I have received two R-Silvias and started with usual mods with them. One is V2(fixed OPV), another V3(adjustable OPV)

This procedure is not something new but would be helpful to have a few more pictures in the forum.

Had to go down to 9 bar static to produce a decent shot, obviously these machine work better with lower brew pressure.

*Silvia V1,V2: *You need to buy some cooper washers for a car oil drip pan 16 or 18 mm, play with tightening the nut and combine different washers.

After some play I managed to lower pressure to 9 bar static, so old valves are adjustable too, but you need (1-2) extra shims.


----------



## L&R

*Silvia V3 and up*: We have an adjustable OPV inside so for it you will only need two 20mm wrenches. We loose the fixing nut that sits closer to the OPV and adjust brewing pressure with the other. Counter clock wise for decrease or clock wise to increase brewing pressure.

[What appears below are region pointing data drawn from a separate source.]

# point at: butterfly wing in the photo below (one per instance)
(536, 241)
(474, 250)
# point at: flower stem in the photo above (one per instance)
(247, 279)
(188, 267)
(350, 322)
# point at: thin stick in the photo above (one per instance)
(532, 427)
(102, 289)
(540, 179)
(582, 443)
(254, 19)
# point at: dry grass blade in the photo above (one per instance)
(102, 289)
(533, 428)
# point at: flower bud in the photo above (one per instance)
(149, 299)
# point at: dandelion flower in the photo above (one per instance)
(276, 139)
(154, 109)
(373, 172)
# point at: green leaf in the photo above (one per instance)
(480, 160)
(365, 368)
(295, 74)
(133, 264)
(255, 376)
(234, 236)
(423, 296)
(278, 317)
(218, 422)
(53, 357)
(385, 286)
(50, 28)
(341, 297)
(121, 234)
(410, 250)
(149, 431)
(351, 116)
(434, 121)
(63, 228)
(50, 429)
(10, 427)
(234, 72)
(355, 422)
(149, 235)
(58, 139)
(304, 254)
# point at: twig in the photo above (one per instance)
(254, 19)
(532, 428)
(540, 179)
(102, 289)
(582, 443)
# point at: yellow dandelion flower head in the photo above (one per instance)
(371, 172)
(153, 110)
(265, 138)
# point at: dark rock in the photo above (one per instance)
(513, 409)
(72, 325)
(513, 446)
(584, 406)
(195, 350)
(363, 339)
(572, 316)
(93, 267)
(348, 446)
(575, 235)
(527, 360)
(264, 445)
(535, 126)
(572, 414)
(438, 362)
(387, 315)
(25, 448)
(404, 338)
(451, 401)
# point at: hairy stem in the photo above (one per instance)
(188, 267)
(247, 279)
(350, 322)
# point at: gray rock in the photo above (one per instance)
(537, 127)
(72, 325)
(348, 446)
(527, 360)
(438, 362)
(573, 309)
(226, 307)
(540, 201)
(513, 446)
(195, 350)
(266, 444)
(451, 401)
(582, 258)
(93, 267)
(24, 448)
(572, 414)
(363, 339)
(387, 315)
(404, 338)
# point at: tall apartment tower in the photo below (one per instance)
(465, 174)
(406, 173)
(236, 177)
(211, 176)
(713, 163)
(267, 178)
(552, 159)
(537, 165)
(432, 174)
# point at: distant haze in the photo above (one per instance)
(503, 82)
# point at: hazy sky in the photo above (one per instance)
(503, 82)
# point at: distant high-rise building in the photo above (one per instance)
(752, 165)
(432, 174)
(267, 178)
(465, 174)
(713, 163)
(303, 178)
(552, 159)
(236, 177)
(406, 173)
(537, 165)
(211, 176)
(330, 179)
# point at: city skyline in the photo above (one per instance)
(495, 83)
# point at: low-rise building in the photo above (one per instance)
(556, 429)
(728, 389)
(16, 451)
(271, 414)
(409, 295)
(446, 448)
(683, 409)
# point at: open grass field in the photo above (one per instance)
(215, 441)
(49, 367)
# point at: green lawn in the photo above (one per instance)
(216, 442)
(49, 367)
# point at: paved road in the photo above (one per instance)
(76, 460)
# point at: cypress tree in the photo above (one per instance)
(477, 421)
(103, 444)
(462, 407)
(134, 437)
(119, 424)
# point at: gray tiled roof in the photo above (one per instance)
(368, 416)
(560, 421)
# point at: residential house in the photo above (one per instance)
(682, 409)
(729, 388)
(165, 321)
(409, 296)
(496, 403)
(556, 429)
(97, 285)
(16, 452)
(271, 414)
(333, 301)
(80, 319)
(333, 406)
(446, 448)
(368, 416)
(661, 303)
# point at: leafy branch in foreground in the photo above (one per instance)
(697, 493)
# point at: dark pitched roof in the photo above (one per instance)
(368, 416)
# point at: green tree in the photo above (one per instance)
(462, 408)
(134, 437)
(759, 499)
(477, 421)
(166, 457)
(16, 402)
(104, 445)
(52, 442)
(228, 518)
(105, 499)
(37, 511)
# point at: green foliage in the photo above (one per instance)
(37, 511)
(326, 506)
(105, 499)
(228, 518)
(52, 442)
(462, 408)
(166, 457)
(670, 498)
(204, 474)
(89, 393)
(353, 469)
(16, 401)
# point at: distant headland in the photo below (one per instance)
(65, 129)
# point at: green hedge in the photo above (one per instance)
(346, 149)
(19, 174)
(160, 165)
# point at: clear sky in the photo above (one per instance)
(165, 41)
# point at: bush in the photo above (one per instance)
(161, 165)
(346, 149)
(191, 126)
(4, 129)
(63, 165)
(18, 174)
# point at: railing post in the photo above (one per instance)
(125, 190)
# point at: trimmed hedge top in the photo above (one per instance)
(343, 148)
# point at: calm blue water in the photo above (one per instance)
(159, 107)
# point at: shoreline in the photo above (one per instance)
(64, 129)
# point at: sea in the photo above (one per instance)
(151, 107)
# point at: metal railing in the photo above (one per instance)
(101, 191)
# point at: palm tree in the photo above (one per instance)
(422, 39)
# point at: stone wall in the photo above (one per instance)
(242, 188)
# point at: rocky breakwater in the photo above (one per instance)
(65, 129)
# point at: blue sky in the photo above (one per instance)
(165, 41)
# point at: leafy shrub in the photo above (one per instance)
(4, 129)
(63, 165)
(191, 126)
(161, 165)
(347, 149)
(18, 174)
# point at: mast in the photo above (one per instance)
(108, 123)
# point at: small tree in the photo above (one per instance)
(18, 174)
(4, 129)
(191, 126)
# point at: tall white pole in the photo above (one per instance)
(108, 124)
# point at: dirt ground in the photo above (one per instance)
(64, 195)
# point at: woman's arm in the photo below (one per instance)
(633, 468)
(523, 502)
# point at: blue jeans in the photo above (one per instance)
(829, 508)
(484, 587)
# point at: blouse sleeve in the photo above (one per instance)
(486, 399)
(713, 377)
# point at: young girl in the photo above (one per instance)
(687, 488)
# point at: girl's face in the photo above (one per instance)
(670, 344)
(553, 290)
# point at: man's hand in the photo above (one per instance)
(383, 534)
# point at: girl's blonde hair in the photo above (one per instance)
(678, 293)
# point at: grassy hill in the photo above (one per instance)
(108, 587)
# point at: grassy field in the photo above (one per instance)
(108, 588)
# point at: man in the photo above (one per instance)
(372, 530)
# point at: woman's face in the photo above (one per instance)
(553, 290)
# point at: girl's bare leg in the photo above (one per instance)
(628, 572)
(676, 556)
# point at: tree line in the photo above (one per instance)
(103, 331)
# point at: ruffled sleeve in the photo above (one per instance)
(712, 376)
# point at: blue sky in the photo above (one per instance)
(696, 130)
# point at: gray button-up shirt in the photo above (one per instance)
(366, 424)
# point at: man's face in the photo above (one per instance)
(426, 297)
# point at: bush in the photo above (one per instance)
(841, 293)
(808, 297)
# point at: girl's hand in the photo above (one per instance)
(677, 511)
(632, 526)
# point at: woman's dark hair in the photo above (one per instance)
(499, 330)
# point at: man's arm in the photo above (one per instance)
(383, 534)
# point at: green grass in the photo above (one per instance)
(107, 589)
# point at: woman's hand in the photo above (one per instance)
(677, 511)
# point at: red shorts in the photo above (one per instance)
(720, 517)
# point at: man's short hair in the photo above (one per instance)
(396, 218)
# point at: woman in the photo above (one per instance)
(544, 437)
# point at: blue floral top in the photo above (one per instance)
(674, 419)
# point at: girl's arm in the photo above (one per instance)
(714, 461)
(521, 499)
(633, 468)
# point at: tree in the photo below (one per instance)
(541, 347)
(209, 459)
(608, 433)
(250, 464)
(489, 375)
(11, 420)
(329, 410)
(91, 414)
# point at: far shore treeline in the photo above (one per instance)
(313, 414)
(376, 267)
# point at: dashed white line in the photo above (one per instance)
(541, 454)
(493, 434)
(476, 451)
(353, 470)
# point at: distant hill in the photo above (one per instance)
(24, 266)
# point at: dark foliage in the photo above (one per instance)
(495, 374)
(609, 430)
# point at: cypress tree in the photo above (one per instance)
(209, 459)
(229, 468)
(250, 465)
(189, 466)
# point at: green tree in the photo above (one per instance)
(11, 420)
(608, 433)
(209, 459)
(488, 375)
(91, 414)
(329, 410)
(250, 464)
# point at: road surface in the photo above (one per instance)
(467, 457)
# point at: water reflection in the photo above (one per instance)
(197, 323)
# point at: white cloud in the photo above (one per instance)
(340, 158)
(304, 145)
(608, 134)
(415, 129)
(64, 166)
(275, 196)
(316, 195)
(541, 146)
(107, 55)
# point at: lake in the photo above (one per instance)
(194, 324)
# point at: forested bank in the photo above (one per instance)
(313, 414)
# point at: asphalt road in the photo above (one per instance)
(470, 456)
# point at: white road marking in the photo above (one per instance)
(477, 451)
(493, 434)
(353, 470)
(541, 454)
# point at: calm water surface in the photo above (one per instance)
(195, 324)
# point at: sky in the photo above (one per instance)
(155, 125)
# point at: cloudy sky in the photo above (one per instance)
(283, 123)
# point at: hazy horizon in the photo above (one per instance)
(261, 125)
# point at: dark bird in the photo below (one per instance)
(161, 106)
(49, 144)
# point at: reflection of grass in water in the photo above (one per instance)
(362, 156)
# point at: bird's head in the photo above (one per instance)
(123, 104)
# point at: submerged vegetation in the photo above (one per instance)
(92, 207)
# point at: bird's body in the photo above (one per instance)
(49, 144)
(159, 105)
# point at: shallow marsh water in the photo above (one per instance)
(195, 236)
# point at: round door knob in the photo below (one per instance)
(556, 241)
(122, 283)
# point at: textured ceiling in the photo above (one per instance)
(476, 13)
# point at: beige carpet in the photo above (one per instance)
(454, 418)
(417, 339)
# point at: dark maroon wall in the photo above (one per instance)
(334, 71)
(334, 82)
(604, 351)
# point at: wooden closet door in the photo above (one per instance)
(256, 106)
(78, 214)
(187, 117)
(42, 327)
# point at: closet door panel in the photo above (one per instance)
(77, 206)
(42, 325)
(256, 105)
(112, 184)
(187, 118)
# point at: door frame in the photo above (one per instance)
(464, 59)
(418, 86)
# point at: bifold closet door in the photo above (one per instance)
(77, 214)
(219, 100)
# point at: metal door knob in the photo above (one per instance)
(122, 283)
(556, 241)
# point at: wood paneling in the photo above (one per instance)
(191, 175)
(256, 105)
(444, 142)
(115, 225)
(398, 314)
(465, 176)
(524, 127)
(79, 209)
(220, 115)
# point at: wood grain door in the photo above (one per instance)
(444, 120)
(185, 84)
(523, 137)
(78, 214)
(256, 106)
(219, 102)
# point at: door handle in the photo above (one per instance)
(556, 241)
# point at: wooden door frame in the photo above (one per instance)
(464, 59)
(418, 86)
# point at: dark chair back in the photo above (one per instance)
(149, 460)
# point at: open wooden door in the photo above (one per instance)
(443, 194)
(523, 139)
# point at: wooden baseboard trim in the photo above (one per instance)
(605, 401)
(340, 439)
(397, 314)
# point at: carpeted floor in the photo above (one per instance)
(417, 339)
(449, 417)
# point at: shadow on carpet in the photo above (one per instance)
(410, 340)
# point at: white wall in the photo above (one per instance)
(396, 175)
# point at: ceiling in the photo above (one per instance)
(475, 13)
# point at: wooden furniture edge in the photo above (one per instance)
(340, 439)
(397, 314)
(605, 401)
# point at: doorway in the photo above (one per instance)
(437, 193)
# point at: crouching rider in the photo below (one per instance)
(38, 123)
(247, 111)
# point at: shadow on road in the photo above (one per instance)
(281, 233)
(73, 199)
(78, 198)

Gaggia Classic is far better in term of OPV adjustment and can produce high quality shots with higher static pressure 9,5-10 bar, but here more than 9 bar is to much.


----------



## Forestboy

Thank you for this, weekend project incoming.


----------



## L&R

Today I healed another one RS v1 with insane pressure. 12-13 bar it was producing really bad shots. Went down to 9 bar static and things are much better now.


Before 










After(one extra cooper shim has been added)


----------



## L&R

Another v2 on the right track, heating element upgraded(from Nancy) to bolt-in and pressure adjusted from 11 bar to 9.


----------



## dannoceti

Do you experience a big difference in shot quality after adjusting the silvia OPV from its stock setting? I've had mine for about 5 years and haven't touched the OPV. I have a V3.


----------



## 30621

Both my Silvias have the "non adjustable" OPV valves. I adjusted them by grinding the spring on my bench grinder. Take care with this method as only very small amounts of material removal are necessary. I went this route after adding a washer reduced the pressure too much. For example, one of my machines was set at 14bar and adding a copper washer reduced the static pressure to 8Bar; too low. To decrease the pressure, you can also remove the small calibration washer inside the OPV. This is the washer the factory installs to calibrate the OPV and it bears against the spring. I used the data supplied by ULKA to measure the return flow to the tank when a blind filter is installed into the portafilter. This is just as accurate as using a pressure gauge to determine static pressure. I set my machines to around 10Bar, which gives me around 9Bar brew pressure.


----------



## cap22

L&R said:


> I have received two R-Silvias and started with usual mods with them. One is V2(fixed OPV), another V3(adjustable OPV)
> 
> This procedure is not something new but would be helpful to have a few more pictures in the forum.
> 
> Had to go down to 9 bar static to produce a decent shot, obviously these machine work better with lower brew pressure.
> 
> *Silvia V1,V2: *You need to buy some cooper washers for a car oil drip pan 16 or 18 mm, play with tightening the nut and combine different washers.
> 
> After some play I managed to lower pressure to 9 bar static, so old valves are adjustable too, but you need (1-2) extra shims.
> 
> View attachment 24580
> 
> 
> View attachment 24581
> 
> 
> View attachment 24582
> 
> 
> View attachment 24583
> 
> 
> View attachment 24579


About to try to adjust my V2 OPV. A few questions for those who have been down this road: Do the washers have to be copper? Any tips on how to get the bolt on this non adjustable OPV to loosen?
Thanks for starting this thread a few years ago and providing the photos! so helpful.


----------